Die Nummer 26 brachte Dynamik ins Spiel, besonders nach einer kleinen, aber feinen Beschleunigung, die von Valentin Stocker ausging. Ein raumöffnendes Manöver, Schulz vergrößerte den Raum durch Geschwindigkeit, dass er nicht selbst abschloss, sondern zu Kalou querlegte, ist ein Indiz für die Aufgaben, die auf seinem Entwicklungsweg noch vor ihm liegen.
Der Torjäger von der Elfenbeinküste schob ein, von diesem Gegentreffer erholte sich die Arminia nicht mehr. Pal Dardai wird auch zu Salomon Kalou viele Erkenntnisse gewonnen haben.
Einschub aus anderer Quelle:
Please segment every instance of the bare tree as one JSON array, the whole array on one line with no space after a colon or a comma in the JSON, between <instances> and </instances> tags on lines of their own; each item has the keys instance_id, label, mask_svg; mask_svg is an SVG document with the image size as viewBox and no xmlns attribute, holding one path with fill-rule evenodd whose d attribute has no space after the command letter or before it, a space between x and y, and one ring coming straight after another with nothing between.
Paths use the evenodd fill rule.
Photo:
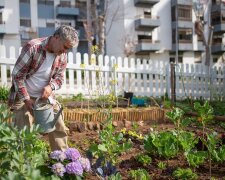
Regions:
<instances>
[{"instance_id":1,"label":"bare tree","mask_svg":"<svg viewBox=\"0 0 225 180\"><path fill-rule=\"evenodd\" d=\"M113 14L109 14L109 8L116 0L87 0L87 21L84 22L84 28L88 39L88 52L91 54L93 40L98 45L98 53L105 53L105 37L109 33L113 21L119 17L120 6L113 9ZM109 26L106 29L106 20Z\"/></svg>"},{"instance_id":2,"label":"bare tree","mask_svg":"<svg viewBox=\"0 0 225 180\"><path fill-rule=\"evenodd\" d=\"M212 0L193 0L196 14L195 33L203 39L205 46L205 65L210 66L212 61L211 44L213 26L211 26Z\"/></svg>"}]
</instances>

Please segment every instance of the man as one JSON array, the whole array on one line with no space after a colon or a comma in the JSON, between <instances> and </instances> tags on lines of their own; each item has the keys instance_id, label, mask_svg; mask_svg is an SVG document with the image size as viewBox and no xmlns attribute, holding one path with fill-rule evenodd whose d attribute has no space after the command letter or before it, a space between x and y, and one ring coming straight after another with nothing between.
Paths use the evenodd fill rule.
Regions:
<instances>
[{"instance_id":1,"label":"man","mask_svg":"<svg viewBox=\"0 0 225 180\"><path fill-rule=\"evenodd\" d=\"M78 46L77 31L59 27L52 36L29 41L22 49L12 72L9 106L14 123L21 129L34 121L33 106L37 98L54 97L53 91L63 84L67 51ZM52 150L65 150L68 128L60 115L55 131L48 134Z\"/></svg>"}]
</instances>

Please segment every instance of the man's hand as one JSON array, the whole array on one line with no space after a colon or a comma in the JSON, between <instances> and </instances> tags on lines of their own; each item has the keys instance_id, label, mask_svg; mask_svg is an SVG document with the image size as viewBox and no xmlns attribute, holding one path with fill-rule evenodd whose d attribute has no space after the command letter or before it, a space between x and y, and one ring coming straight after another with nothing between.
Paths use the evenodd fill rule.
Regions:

Sie weisen alle in eine Richtung: Kalou ist kein Mann für ganz vorne, sondern eher geeignet für die verbindende Position in einem 4-4-2. Prominentester Spieler in Deutschland in so einer Rolle ist Thomas Müller. Kalou könnte eine ähnliche Rolle bei Hertha spielen, allerdings sah man gestern auch wieder, dass er sich weiterhin von defensiven Aufgaben weitgehend ausnimmt. Er deutet seine diesbezügliche Arbeit immer nur an. Immerhin muss man ihn aber nicht vollkommen abschreiben.
Mit dem gewachsenen Selbstbewusstsein konnte Hertha dann sogar noch einen Treffer zulegen, dieses Mal vorbereitet über den ebenfalls eingewechselten Haraguchi auf rechts, der Darida in Position für einen guten Distanzschuss brachte. Der Neuzugang aus Freiburg fiel auch erst in der Schlussphase positiv auf, führte sich so aber gut ein.
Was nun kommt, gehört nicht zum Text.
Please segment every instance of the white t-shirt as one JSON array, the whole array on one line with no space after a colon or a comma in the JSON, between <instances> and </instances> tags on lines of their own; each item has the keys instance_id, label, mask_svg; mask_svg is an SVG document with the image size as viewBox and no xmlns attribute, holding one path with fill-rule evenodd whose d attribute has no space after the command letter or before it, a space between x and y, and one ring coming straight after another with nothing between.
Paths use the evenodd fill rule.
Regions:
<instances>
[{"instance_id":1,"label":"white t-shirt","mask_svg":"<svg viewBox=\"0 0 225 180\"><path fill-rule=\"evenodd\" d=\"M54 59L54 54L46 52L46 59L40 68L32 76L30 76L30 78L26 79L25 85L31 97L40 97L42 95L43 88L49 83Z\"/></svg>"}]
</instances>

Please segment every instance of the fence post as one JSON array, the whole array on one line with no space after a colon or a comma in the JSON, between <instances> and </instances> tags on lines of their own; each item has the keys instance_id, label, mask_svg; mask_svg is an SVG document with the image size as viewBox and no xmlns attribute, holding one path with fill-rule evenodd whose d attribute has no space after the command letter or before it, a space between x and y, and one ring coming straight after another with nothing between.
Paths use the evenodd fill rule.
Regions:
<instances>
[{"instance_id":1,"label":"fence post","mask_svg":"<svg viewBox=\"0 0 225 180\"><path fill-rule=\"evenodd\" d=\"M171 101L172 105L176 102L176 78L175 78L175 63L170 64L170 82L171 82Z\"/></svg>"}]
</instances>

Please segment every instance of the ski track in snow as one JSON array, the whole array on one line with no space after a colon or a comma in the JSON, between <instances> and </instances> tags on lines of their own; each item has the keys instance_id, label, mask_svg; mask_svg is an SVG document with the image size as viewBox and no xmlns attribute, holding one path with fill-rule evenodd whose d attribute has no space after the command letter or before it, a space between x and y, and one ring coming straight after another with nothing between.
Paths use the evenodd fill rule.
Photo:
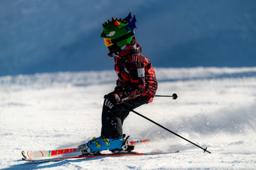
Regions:
<instances>
[{"instance_id":1,"label":"ski track in snow","mask_svg":"<svg viewBox=\"0 0 256 170\"><path fill-rule=\"evenodd\" d=\"M156 139L136 151L179 153L105 157L31 164L22 150L75 147L101 128L103 96L114 71L0 77L1 169L255 169L256 67L156 68L157 94L136 110L212 152L131 113L130 140Z\"/></svg>"}]
</instances>

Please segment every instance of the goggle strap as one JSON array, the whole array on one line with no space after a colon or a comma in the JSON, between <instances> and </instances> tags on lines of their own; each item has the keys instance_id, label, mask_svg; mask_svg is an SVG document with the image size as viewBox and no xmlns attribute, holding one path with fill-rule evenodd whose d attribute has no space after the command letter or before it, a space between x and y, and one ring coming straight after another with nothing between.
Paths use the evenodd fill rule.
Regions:
<instances>
[{"instance_id":1,"label":"goggle strap","mask_svg":"<svg viewBox=\"0 0 256 170\"><path fill-rule=\"evenodd\" d=\"M127 33L127 34L126 34L126 35L123 35L122 37L111 40L111 42L117 43L117 42L118 42L119 41L127 39L128 38L130 38L132 35L134 35L134 30L132 30L132 31L129 32L129 33Z\"/></svg>"}]
</instances>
Zwischen Gütersloh und Bielefeld wurde Hertha BSC dieses Mal in einen merkwürdigen Fall von "road rage" verwickelt - die Sonderkommission "Hertha" ermittelt in alle Richtungen. Auf der Alm gab es dann eigentlich "keine besonderen Vorkommnisse". Die zweite Runde im Pokal ist erreicht, und zwar verdient. Schon am Samstag gibt es aber die nächsten spannenden Fragen für die Sonderkommission Dardai/Widmayer, die sich ja genau genommen erst noch für ein verbindlicheres Engagement empfehlen muss: Wohin mit Lustenberger? Darf Schulz sich weiterhin zeigen? Wie weit vorn soll Darida spielen?